Characterisation of Sheet Resistivity and Contact Resistivity for Source/Drain of n-MOSFET Device

In this study, the sheet resistivity (ρ_s) of the thin film phosphorus ion source/drain implantation regions, and the specific interfacial contact resistivity (ρ_c) between the thin film aluminium 1% silicon electrode layer and the thin film phosphorus ion source/drain implantation regions of the n-channel metal-oxide-semiconductor field effect transistor (n-MOSFET) devices have been characterised using the Greek cross and Kelvin resistor test structures. From TSUPREM-4, the dose and energy of the phosphorus ion beam have been simulated to influence the sheet resistivity of the source/drain implantation regions. The secondary ion mass spectrometry (SIMS) measurement has verified the simulated surface concentration of the phosphorus ions. The measurements from the test structures have shown that the sheet resistivity and the specific interfacial contact resistivity of the source/drain terminals varied across the wafer. The influence of the heart size from the Greek cross structure and the contact area size from the Kelvin resistor structure have been investigated.
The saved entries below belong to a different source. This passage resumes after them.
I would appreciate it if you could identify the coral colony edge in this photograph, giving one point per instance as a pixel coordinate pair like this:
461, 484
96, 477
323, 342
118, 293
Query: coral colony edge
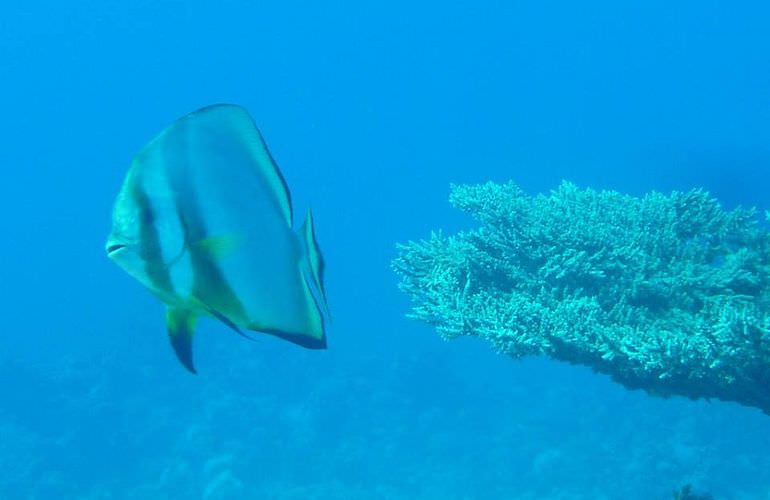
666, 293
In our application, the phosphorus ion dose of 1e^16 ions/cm^2 and energy of 40 keV have been measured to provide the desired small sheet resistivity of ρ_s=25.93 Ω/□. From the measured interfacial contact resistivity of ρ_c~ 10^(-4) Ωcm^2, the interfacial contact area for the source/drain regions have been designed to be approximately 80 μm×40 μm in order to achieve the reasonable interfacial contact resistance of R_c=3 Ω. The fabrication design for the source/drain of the n-MOSFET devices is optimised in order to obtain good drain current conduction with small resistances.